The ICO’s groundbreaking Children’s code was fully rolled out in the UK in September 2021, requiring online services including websites, apps, and games to provide better privacy protections for children. Some changes over the past year included:

  • Facebook and Instagram limited targeting by age, gender, and location for those under 18.
  • Facebook and Instagram asking for people’s date of birth at sign-up, preventing them from signing up if they repeatedly entered different dates and disabling accounts where people can’t prove they’re over 13. 
  • Instagram launched parental supervision tools, along with features like Take A Break to help teens manage their time on the app.
  • YouTube has turned off autoplay by default and turned on take a break and bedtime reminders by default for those under 18s.
  • Google has enabled anyone under 18 (or their parent/guardian) to request to remove their images from Google image search results, location history cannot be enabled by Google accounts of under 18s, and they have expanded safeguards to prohibit age-sensitive ad categories from being shown to these users.
  • Nintendo only allows users above 16 years of age to create their own accounts and set their own preferences.

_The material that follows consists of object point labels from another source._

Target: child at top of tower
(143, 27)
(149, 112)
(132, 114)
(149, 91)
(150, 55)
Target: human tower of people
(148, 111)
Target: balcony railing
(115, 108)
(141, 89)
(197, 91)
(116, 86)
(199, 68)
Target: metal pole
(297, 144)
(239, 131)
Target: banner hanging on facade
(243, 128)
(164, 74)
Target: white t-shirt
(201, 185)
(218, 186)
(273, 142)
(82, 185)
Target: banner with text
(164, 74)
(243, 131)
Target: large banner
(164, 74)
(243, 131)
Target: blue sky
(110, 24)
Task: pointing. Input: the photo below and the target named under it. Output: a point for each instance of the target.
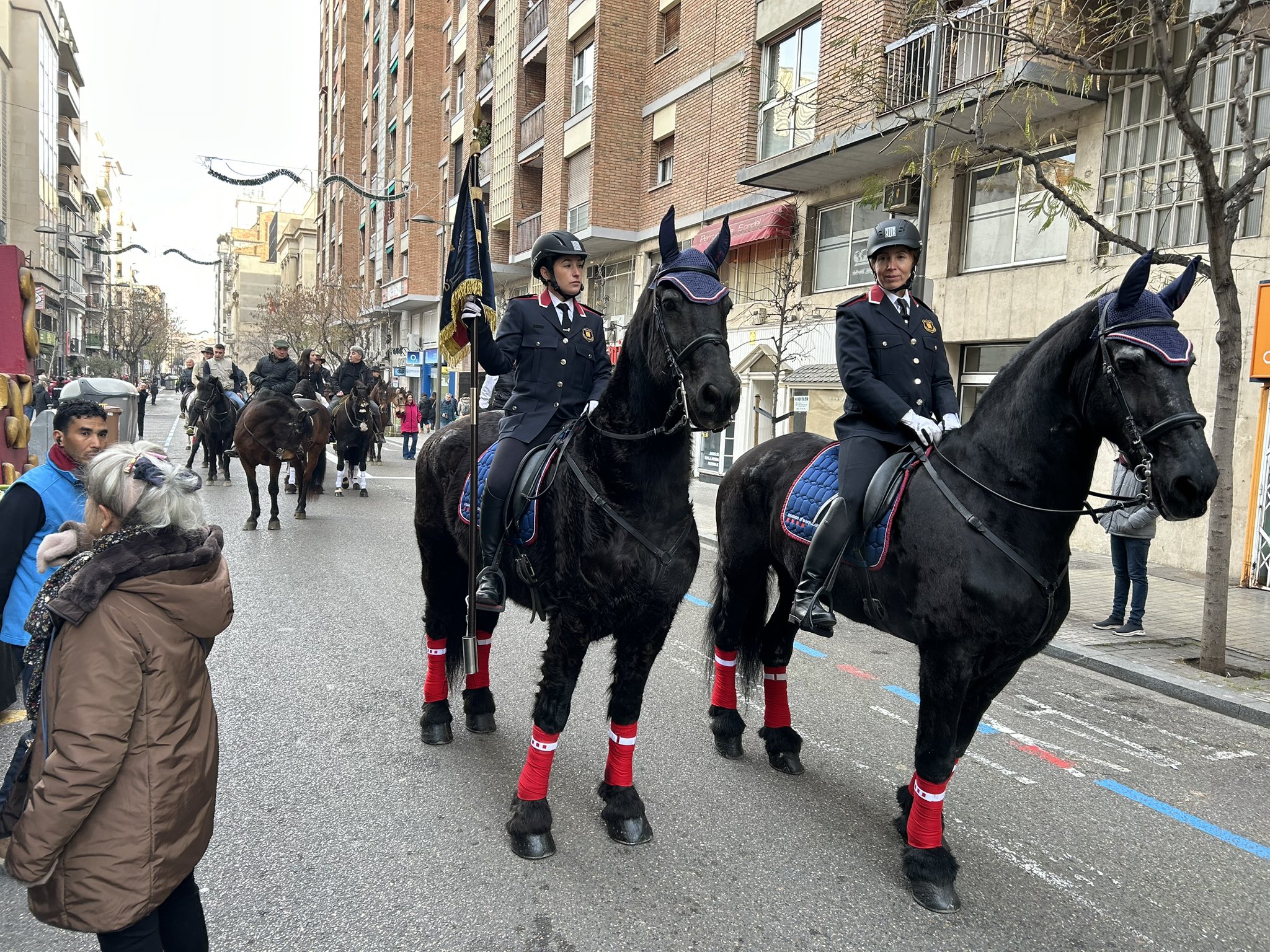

In the US, the Children’s Advertising Review Unit, (CARU), has found Tilting Point Media, owner and operator of the SpongeBob: Krusty Cook-Off app, in violation of the COPPA and CARU’s Self-Regulatory Guidelines for Advertising and Children’s Online Privacy Protection. As the operator of a mixed audience child-directed app, Tilting Point must ensure that no personal information is collected, used, or disclosed from users under age 13, or that notice is provided, and verifiable parental consent is obtained before such collection, use, or disclosure. Tilting Point does have an age screen on its app, however it did not prevent CARU from using the app as a 10-year-old child, agreeing to Tilting Point’s terms of service and privacy policy, and consenting to the processing of the data to receive “personalized” advertising. The app’s non-declinable privacy policy and terms of service provide that the user must be at least 13 years old to use the company’s product, but the age gate does not prevent a child from checking those boxes and playing the game.

In Australia, a Sydney high school is requiring students to scan their fingerprints if they wish to use the WC. Some parents say they weren’t asked for consent to take their children’s fingerprints, and one mother has requested that her daughter’s fingerprints be deleted from the system. The education department offered biometric technology to stop vandalism and anti-social behaviour in the toilets. It also stated, “The use of this system is not compulsory. If students or parents prefer, students can also access the toilets during those times by obtaining an access card from the office”. Issues surrounding biometric data and consent have not been extensively tested in the Australian courts. Other schools across New South Wales have used the technology for several years for students to mark their attendance. Yet New South Wales state police cannot conduct forensic procedures such as obtaining fingerprints without a person’s informed consent or court order.